[PYTHON] I made AI patroll the net and created a gadget ranking Web service that is updated once a week

Preface I like gadgets. I love gadgets anyway.

Above all, I'm extraordinarily obsessed with tablets. About 7 or 8 years ago, I bought a gadget called Surface RT, which says "This one is perfect for work and play!" The journey to the best tablet, which is endless while spending money, is still going on.
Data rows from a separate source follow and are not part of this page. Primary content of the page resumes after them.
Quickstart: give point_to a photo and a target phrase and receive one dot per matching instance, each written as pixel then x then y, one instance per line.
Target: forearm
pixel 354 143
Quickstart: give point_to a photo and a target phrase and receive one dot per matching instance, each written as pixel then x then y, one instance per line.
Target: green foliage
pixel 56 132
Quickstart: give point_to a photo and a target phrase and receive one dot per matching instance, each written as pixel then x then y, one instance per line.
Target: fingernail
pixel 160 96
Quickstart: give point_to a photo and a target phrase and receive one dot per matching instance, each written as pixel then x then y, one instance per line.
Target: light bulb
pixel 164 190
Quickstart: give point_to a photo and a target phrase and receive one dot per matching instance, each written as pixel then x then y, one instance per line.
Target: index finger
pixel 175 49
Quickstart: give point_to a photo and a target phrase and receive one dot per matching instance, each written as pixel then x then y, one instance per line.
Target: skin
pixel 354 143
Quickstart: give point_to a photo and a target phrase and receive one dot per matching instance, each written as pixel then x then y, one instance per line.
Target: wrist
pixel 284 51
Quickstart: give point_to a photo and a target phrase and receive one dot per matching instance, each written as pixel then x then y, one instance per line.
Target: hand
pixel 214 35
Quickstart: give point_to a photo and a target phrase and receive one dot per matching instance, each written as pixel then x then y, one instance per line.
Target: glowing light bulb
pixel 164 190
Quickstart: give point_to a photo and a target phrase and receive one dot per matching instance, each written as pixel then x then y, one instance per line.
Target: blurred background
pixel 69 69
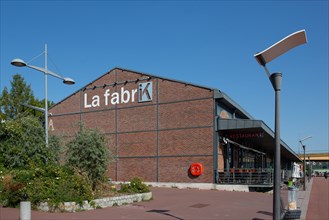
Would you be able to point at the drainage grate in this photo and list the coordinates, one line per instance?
(199, 205)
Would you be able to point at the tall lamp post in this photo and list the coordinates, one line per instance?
(263, 58)
(304, 162)
(20, 63)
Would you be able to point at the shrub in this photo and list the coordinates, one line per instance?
(88, 153)
(52, 184)
(22, 144)
(135, 186)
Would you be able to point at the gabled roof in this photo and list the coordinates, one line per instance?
(137, 72)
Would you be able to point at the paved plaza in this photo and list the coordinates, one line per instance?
(179, 204)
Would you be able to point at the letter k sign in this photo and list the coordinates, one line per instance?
(145, 92)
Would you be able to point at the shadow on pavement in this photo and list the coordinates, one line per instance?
(164, 212)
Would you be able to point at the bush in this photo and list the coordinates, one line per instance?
(52, 184)
(135, 186)
(22, 144)
(89, 154)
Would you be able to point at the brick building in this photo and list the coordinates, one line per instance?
(157, 127)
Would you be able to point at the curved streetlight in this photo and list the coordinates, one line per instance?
(304, 162)
(264, 57)
(21, 63)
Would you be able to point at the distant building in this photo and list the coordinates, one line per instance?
(319, 162)
(165, 130)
For now, it's settled down on the iPad Pro 12.9 and Surface Pro X, but soon the promised winning tablet, the Galaxy Tab S7, is announced, the Surface Duo is coming up, and there's a bit of a risk of wallet points. Dangerous. In the first place, I only do Arknights and SNS, so 200,000 based on the old Antutu score should be enough.

Because of this, I check the gadget site quite often. If you include other tech media, leak sites, and all gadget-related sites such as 9to5mac overseas, you'll spend hours reading every day.

To be honest, it's a bit unhealthy. I even visit the same site over and over again, even though it hasn't been updated. It's a gadget zombie anymore. Then what should I do?

Yes, let Python do the tedious things. </ b>

What I made https://gadget-busters.com ![image.png](https://qiita-image-store.s3.ap-northeast-1.amazonaws.com/0/696052/dd0a55fe-71cd-314f-b725-ce8b58a35d08.png)

this. It can be seen that the name Gadget Busters is just a program called Miss Busters, which I used to like, and a gadget, and I haven't thought about anything in particular.

Once a week, the gadgets that are the topic of the week are posted in a ranking format, so I think that I can recommend it to those who want to know the gadgets that are the topic now quickly.

The back end crawls articles on the Internet and extracts product names from articles related to gadgets using natural language processing and self-learned prediction algorithms. After that, a score is given and a ranking is created.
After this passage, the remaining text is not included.